Писательница и поэтесса Линор Горалик — о цензуре, журнале «оппозиционной культуры» ROAR и проекте для подростков «Новости-26»

«Не хочу культуру, хочу мир»
Линор Горалик. Фото: Facebook

— В октябре из афиши театра имени Ермоловой пропал спектакль «… Страницы новой пустоты», основанный на произведениях современных поэтов, в числе которых есть и вы. Вам что-нибудь об этом известно? Можно ли сказать, что вы официально персона нон-грата в России?

— Мне ужасно жаль всех людей, которые делали этот спектакль. Я понимаю, сколько работы было вложено и сколько работы вложено зря. Я предполагаю, что это удар для них. В остальном не могу себе представить, почему бы это могло меня волновать. Может быть, теперь кто-то не решится ставить по моим стихам спектакль, или кто-то не решится читать мою поэзию со сцены. Ну и бог с ним.

— Сталкивались ли вы с цензурными ограничениями в России?

— Я никогда не интересовалась возможностью публикаций в тех кругах, где цензура вообще может существовать. Издательства и люди, с которыми я имею дело, цензурой заниматься не будут. Поэтому я никогда с этим не сталкивалась.

— Вы являетесь главным редактором журнала ROAR, где публикуется антивоенная поэзия русскоязычных авторов.
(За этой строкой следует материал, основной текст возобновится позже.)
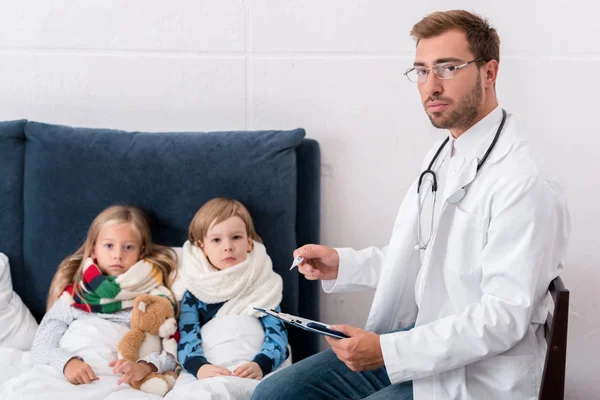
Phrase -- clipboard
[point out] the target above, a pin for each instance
(304, 323)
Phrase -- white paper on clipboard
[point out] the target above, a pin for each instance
(304, 323)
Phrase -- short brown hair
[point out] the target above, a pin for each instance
(216, 211)
(483, 40)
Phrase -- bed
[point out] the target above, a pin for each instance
(56, 179)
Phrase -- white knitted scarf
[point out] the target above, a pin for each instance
(251, 283)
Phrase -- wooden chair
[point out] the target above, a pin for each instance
(553, 378)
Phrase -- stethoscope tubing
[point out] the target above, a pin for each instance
(421, 244)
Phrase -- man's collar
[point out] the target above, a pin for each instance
(469, 144)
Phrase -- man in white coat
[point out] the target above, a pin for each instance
(471, 272)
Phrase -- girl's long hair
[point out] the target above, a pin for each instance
(70, 269)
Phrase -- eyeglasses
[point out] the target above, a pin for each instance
(441, 71)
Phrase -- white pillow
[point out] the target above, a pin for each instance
(18, 325)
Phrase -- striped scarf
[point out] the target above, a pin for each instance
(99, 293)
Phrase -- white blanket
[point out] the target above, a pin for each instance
(229, 342)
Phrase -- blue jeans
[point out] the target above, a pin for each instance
(324, 376)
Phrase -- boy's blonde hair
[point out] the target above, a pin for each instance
(216, 211)
(70, 269)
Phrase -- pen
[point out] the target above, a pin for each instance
(296, 262)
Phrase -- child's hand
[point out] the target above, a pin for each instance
(79, 372)
(131, 371)
(209, 370)
(249, 370)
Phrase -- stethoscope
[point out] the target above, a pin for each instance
(455, 198)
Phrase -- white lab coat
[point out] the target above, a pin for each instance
(480, 310)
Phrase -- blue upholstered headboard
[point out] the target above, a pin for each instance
(56, 179)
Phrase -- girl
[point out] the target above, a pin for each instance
(226, 271)
(117, 262)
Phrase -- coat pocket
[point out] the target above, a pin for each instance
(464, 243)
(503, 377)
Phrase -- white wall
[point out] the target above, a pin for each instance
(335, 68)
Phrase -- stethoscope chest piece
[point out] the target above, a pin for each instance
(457, 196)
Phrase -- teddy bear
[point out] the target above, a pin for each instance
(153, 325)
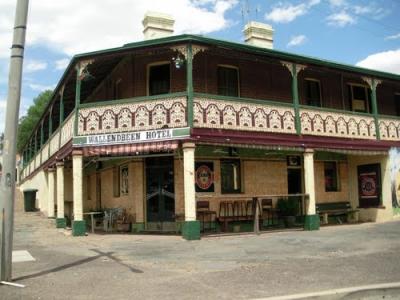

Какие чувства превалируют в стихах за последние месяцы?

— Я не возьмусь выступать экспертом по стихам вообще, потому что для этого нужно иметь гораздо больший охват чтения, чем у меня. Я могу говорить только о том, какие тексты приходят в ROAR. В ROAR же приходят специфические тексты, которые сами авторы, в первую очередь, считают антирежимными, антивоенными и оппозиционными. Кроме того, я читаю многих важных для меня авторов через соцсети. Они, насколько мне дано судить, остро переживают происходящее в Украине и России как чудовищное и недопустимое, как невозможное. За месяцы, прошедшие с начала полномасштабного вторжения России в Украину, первая эмоция гнева и неприятия переросла, на мой взгляд, в глубокую рефлексию касательно войны как всё еще невозможного, невообразимого, но при этом длящегося опыта — и это очень сильное впечатление.

— В последние месяцы писатели и поэты сталкиваются с беспрецедентным давлением со стороны государства, можно вспомнить Маяковское дело (Артем Камардин и другие репрессированные поэты). Почему власть обратила внимание на литературу? Ведь поэзию в России читает немного людей, и, казалось бы, в этой жестокости нет никакой рациональной необходимости.

— Я твердо уверена, что в этом действительно нет никакой рациональной необходимости — просто власть выжигает напалмом всё живое и несогласное, на что по той или иной причине падает ее взгляд. А та поэзия, о которой мы говорим, — она ведь живая и несогласная. Нет никакого глубоко идущего расчета: мол, эту поэзию читает такое-то число людей, и поэтому мы должны с ней бороться. Нет, она просто попала в поле зрения режима, сочтена дышащей и противостоящей режиму — и поэтому ее надо задушить.

— То есть по остаточному принципу?

— Не остаточному, а по принципу слепого молотка, лупящего по всему, что попадается у него на пути. Знаете, есть такая игра, где на доске много дырочек, из них в случайном порядке высовывается червячок, и нужно бить по дырочкам, пытаясь угадать, откуда он вылезет. Вот как в этой игре: нет никакого рацио, они лупят по всему живому, что попало в поле зрения. Пример тому — театр имени Ермоловой. Он просто попал в поле зрения — и всё.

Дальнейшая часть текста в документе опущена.